持論のエネルギー政策が吉田茂首相の共感を呼ぶ

昭和21(1946)年末、日商社長の永井幸太郎は吉田首相に呼び出され、持論のエネルギー政策を展開。永井は、敗戦後の産業復興には何よりもエネルギー源が必要であり、それには終戦で余剰しつつあったアメリカの石油を援助あるいは借款で輸入することが焦眉の急であると提言し、吉田茂の共鳴を呼んだ。そして昭和22(1947)年、第三代貿易庁長官に任命された。
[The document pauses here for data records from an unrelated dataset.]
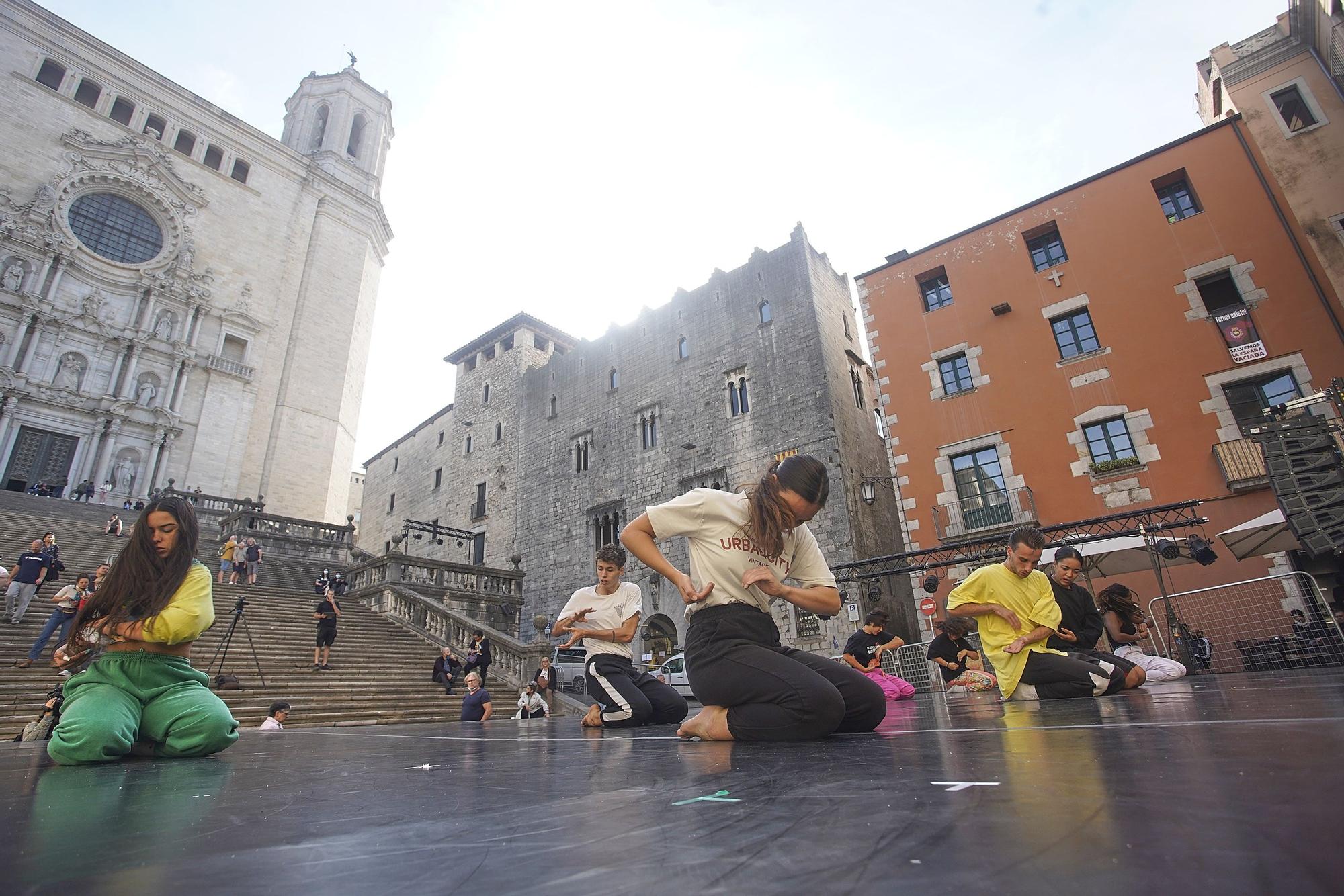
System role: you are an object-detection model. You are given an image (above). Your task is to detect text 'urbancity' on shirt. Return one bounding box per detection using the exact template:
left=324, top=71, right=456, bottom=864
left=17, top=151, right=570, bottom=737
left=648, top=489, right=836, bottom=617
left=948, top=563, right=1060, bottom=697
left=556, top=582, right=644, bottom=660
貿易庁は昭和20(1945)年に商工省の外局として発足し、当初は輸入食糧の統制管理を主目的としていたが、後に全般的な輸出入管理を行うようになった。永井が長官に就任した年には制限付き民間貿易が再開され、永井は政府の要職として貿易を通じた戦後復興に尽力することになる。

 

永井は長官退任直後の昭和24(1949)年1月にGHQからの求めに応じて、単一レートについて意見を具申し、スウェーデンのグスタフ・カッセル教授が購買力平価説を論拠に1ドル400円を主張したが、これは不自然であるとしている。その後、360円に固定されるが、永井は「あの頃、300円くらいでもやっていけなかったとは思うが、一度決めたら永続性があるものでなければならず、ゆとりが必要で360円は適当なところだと思った」と語っている。